サクソン、英ダービー制覇ならず…ディープ産駒の怪物初黒星
2018年06月03日 05:30
競馬
欧州最大を誇るアイルランドの競走馬生産グループ「クールモア」が、ディープインパクトの血を求め、11年欧州最優秀2歳牝馬のメイビーをノーザンファームに送り込んだのは14年春。翌15年1月に誕生したのがサクソンだ。秋まで同ファームで過ごし、同年10月にアイルランドに帰国。名門オブライエン厩舎で調教を積まれ、昨年8月にデビューすると破竹の快進撃。4戦無敗で1冠目の英2000ギニーを制すると、欧州各ブックメーカーは単勝2倍前後のオッズで、ダービーの大本命に支持。その走りを、世界中の競馬ファン、関係者が注目したが、快挙は夢と消えた。

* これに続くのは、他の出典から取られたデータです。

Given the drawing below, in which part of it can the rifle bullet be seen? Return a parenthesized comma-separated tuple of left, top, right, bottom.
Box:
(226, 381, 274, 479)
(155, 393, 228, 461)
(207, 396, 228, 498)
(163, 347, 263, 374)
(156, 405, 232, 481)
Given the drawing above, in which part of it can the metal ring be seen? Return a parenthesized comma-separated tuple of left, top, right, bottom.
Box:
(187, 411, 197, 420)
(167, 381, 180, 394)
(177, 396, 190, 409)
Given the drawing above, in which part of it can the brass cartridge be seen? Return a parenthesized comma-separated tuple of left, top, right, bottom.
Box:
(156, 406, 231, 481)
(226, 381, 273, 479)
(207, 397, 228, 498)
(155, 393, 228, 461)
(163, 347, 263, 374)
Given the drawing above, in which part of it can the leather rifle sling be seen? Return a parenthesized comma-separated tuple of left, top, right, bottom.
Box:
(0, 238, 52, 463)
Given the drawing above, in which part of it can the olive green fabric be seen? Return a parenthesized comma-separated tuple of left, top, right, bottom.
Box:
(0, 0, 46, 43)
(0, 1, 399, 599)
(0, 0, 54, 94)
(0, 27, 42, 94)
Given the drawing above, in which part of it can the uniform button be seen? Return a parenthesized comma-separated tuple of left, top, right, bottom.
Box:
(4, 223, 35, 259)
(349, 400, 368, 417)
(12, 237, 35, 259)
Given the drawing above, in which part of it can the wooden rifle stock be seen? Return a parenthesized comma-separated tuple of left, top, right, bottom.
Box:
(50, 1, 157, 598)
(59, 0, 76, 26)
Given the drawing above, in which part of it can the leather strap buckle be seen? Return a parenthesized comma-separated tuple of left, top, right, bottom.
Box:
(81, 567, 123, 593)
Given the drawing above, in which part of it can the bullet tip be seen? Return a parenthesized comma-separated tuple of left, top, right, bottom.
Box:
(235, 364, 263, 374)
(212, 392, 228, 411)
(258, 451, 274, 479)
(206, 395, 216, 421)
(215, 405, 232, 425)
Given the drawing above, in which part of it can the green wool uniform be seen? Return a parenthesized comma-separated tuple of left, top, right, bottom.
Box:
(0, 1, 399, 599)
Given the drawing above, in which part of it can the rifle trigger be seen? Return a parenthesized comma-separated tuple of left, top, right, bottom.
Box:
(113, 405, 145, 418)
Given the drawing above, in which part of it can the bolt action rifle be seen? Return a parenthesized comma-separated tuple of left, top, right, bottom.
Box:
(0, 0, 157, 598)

英ダービー6勝を誇る欧州屈指の名門ステーブルと、主戦契約を結ぶ同2勝ムーアの最強タッグで挑んだ一戦。優先騎乗が可能な多数の素質馬の中から、迷わずダービーの騎乗馬に指名したのがサクソンだった。前走の2000ギニーは米国遠征(ケンタッキーダービーで同厩舎メンデルスゾーンに騎乗)のため手綱を譲ったが、大一番の手綱は死守した。来日経験豊富な名手は、数多くのディープ産駒に騎乗し特長も把握。自信を持って臨んだ。だが、エプソムは馬蹄型で最後の直線までカーブが連続する特殊なレイアウトで、高低差が約40メートルもある過酷なコース。切れ味を身上とするディープ産駒には不向きな舞台だったかもしれない。
敗れはしたが、日本産馬として初めて英クラシック(2000ギニー)を制し、ダービーで1番人気に支持された事実が色あせたわけではない。今後も優秀な繁殖牝馬が次々と日本へ送り込まれるはずだ。サクソンを生産したノーザンファームの吉田勝己代表は「繁殖牝馬を所有しているわけではないので、欧州で言う厳密な意味での生産者ではないから」と、一連のフィーバーを冷静に見つめている。いずれは日本産の日本調教馬で…。そんな期待も抱かせた、価値ある敗戦だった。
▼ビュイック騎手 今日は道中で何度か“勝てる”と思った。距離も楽々とこなしてくれたね。英ダービーは7度目の騎乗だが、騎手生活最高の瞬間を迎えることができたよ。